Встреча на неширокой дороге с двумя неприятными личностями была не по сердцу брату и сестре, хотя и не грозила ничем, кроме обмена поклонов, ибо нельзя было предполагать, чтоб возвращавшиеся с кладбища пристали к семейству Скальских.
— Пожалуйста, отец, не останавливайте их и не затрагивайте, — произнес пан Рожер повелительным тоном. — Вы имеете привычку расточать любезности и ободрять людей, с которыми нам дружить невозможно.
— Правда, — прибавила панна Идалия. — Отец чересчур вежлив даже с такими подкидышами, как Валек, и с такими мужичьими детьми, как Шурма.
— Тише! Ведь они могут услышать! — воскликнул испуганный аптекарь.
— Так что ж из этого? — сказал пан Рожер, пожимая плечами. — Пусть услышат…
Валек издали узнал ненавистное семейство; рот у него искривился, глаза сверкнули огнем, однако он привел в порядок костюм.
— Сделай одолжение, — обратился он к Шурме, — не заставь меня уйти одного. Если ты захочешь вступить в беседу со Скаль-скими, то я принужден буду тебя покинуть.
— И лишить меня большого удовольствия, — сказал, смеясь, пан Шурма. — Ведь мне не повредит, если этот паничек будет на меня коситься и захочет поскорее от меня отделаться, чтоб кто-нибудь не встретил его в моем сообществе; а мне именно хотелось бы побесить их немножко и отравить им прогулку. Над глупыми всегда можно посмеяться.
— Но не всегда игра стоит свеч, — прервал Валек. — Предупреждаю тебя, что это будет мне неприятно и что я оставлю тебя с ним.
— Но я вовсе не намерен вступать с ними в разговор, — успокаивал Шурма товарища.
— Противная дорога! — воскликнул Валек. — Нет возможности разминуться, а прямо уклониться от встречи не хочется, чтоб не подумали, что я их испугался…

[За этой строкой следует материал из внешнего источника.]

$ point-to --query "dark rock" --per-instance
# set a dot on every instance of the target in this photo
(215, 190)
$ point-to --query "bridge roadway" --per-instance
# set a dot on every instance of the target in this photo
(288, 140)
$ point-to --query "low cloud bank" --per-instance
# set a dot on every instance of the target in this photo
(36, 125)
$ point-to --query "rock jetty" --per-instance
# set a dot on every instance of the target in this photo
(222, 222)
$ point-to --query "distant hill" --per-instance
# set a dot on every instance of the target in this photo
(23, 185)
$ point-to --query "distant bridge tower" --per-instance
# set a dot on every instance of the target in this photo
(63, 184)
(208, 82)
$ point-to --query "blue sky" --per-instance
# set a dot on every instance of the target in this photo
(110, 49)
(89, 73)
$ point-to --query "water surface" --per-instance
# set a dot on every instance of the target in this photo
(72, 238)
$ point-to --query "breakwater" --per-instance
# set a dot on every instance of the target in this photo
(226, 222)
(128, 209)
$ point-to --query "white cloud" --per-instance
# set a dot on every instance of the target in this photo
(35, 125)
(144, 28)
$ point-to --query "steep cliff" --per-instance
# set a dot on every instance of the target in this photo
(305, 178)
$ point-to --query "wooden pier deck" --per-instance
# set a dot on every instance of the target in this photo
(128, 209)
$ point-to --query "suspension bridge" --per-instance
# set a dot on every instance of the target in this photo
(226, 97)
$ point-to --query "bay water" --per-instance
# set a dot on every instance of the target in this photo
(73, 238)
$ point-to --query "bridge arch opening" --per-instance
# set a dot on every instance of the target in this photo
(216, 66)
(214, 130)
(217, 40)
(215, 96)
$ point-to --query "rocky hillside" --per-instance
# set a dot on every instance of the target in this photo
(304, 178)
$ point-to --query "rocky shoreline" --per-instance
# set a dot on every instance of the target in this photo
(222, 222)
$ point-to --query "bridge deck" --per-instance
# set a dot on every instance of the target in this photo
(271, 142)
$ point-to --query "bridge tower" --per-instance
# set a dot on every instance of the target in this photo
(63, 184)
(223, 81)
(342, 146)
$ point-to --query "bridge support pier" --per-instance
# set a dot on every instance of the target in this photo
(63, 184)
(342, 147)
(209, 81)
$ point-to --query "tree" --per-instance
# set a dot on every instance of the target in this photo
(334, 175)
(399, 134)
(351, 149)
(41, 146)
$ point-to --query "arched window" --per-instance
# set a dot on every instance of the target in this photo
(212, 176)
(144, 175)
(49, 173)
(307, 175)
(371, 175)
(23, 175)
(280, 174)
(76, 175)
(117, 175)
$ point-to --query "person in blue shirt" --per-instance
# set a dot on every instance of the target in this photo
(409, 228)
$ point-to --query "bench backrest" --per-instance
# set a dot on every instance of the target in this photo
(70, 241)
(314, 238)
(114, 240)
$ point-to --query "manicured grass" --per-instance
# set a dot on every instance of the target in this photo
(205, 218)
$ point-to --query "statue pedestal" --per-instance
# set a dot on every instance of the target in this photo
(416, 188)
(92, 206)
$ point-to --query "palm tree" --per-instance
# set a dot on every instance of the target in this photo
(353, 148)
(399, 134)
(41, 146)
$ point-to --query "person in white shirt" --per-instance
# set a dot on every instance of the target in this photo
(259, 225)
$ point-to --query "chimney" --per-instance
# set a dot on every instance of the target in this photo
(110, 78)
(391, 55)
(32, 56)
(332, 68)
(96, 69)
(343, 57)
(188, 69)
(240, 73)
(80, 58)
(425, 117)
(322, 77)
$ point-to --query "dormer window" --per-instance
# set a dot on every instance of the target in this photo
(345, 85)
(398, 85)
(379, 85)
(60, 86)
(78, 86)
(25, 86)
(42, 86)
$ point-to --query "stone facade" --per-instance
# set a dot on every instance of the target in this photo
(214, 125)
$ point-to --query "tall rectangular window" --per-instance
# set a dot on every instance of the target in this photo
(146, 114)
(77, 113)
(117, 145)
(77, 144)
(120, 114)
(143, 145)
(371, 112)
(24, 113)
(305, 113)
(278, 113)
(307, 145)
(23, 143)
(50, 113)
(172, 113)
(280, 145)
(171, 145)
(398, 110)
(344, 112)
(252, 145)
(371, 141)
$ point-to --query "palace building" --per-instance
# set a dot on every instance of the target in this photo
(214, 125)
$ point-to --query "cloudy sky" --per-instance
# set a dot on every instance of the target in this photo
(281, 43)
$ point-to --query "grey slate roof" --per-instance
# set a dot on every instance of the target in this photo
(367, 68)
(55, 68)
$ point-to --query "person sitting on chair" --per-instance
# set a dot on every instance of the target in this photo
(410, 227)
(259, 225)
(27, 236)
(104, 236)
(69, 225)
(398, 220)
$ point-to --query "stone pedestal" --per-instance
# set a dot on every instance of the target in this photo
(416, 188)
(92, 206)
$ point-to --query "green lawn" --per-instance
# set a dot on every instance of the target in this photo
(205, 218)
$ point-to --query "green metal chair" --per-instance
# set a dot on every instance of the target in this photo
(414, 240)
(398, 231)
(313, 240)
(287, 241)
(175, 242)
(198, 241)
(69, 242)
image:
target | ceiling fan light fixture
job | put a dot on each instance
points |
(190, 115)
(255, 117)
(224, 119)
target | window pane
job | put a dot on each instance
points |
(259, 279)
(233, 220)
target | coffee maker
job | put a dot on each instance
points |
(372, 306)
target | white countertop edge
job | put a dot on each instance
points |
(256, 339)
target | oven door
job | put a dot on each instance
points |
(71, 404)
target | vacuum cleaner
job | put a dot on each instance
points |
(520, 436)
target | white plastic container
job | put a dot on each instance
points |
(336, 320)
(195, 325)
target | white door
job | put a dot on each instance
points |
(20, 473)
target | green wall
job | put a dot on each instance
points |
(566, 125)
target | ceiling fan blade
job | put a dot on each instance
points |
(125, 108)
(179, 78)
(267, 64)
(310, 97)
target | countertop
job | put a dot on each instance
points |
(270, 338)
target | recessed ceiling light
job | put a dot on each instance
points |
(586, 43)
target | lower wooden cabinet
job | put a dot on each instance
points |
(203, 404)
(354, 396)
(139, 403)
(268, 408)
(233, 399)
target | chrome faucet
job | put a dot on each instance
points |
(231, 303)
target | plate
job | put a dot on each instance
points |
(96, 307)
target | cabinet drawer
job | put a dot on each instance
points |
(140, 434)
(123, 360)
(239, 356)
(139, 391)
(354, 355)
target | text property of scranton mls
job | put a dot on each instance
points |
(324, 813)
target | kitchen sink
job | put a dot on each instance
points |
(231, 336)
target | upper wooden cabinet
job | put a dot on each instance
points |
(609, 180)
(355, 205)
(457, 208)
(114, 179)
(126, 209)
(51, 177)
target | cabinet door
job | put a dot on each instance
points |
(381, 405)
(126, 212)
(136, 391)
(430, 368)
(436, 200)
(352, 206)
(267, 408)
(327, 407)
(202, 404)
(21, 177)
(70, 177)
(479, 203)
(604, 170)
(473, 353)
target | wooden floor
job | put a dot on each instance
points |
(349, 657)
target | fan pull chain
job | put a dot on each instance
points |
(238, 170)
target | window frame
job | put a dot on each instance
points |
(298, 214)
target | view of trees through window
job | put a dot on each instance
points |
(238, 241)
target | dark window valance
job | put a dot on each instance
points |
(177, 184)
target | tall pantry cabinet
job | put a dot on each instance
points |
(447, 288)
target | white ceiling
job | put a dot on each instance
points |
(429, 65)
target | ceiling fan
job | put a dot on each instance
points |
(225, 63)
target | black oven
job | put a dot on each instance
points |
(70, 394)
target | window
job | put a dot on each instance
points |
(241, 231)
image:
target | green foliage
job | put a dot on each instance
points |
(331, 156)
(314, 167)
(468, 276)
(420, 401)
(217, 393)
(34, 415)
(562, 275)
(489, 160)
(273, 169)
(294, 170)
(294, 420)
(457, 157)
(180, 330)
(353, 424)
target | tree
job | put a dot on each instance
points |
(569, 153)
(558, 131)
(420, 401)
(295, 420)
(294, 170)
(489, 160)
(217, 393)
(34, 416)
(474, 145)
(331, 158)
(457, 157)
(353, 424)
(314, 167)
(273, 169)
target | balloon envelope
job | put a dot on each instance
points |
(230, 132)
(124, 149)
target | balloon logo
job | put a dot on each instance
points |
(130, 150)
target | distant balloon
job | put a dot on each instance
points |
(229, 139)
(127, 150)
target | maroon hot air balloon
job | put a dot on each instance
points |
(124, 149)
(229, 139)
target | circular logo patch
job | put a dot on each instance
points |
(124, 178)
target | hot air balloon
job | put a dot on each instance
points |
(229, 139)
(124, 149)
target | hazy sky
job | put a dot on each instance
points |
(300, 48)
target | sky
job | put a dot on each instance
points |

— Какой ты беспокойный человек, — отозвался холодно архитектор, — что же могут значить косые взгляды? Для меня они недействительны, хотя бы наполнены были ядом, а ты, показывая, что их боишься, обнаруживаешь собственную слабость. На взгляд отвечай равносильным взглядом, чего же робеть.
— Я не робею, но ненавижу этих людей, — ворчал Валек, закусывая губу, — и не умею притворяться.
Архитектор улыбнулся.
— Ты дитя, — сказал он.
Между тем подходило семейство Скальских. Несмотря на предостережение детей, пан Мартын первый снял шляпу. Шурма поклонился; Валек тоже приподнял шляпу, но тотчас же и ушел с недовольной миной. Невольно или назло товарищу архитектор остановился на минуту.
— Чуть ли, господа, вы не с кладбища? — спросил Скальский. — Прогулка совсем невеселая.
— Была причина, — отвечал Шурма. — Мне хотелось взглянуть на памятник старухи графини Туровской, сделанный по моему плану, и, кроме того, нас заинтриговал… этот наш общий незнакомец. Мы видели, как он входил на кладбище.
— А, незнакомый господин? — отозвался любопытный аптекарь.
— Да, бродил между могилами.
— Между могилами? — воскликнула пани Скальская, качая головой. — Странно! Между могилами…
— А я не вижу в этом ничего необыкновенного, — сказала панна Идалия, — прогулка, как и всякая другая.
— Ну, говорите же, что он там делал? — спросил Скальский.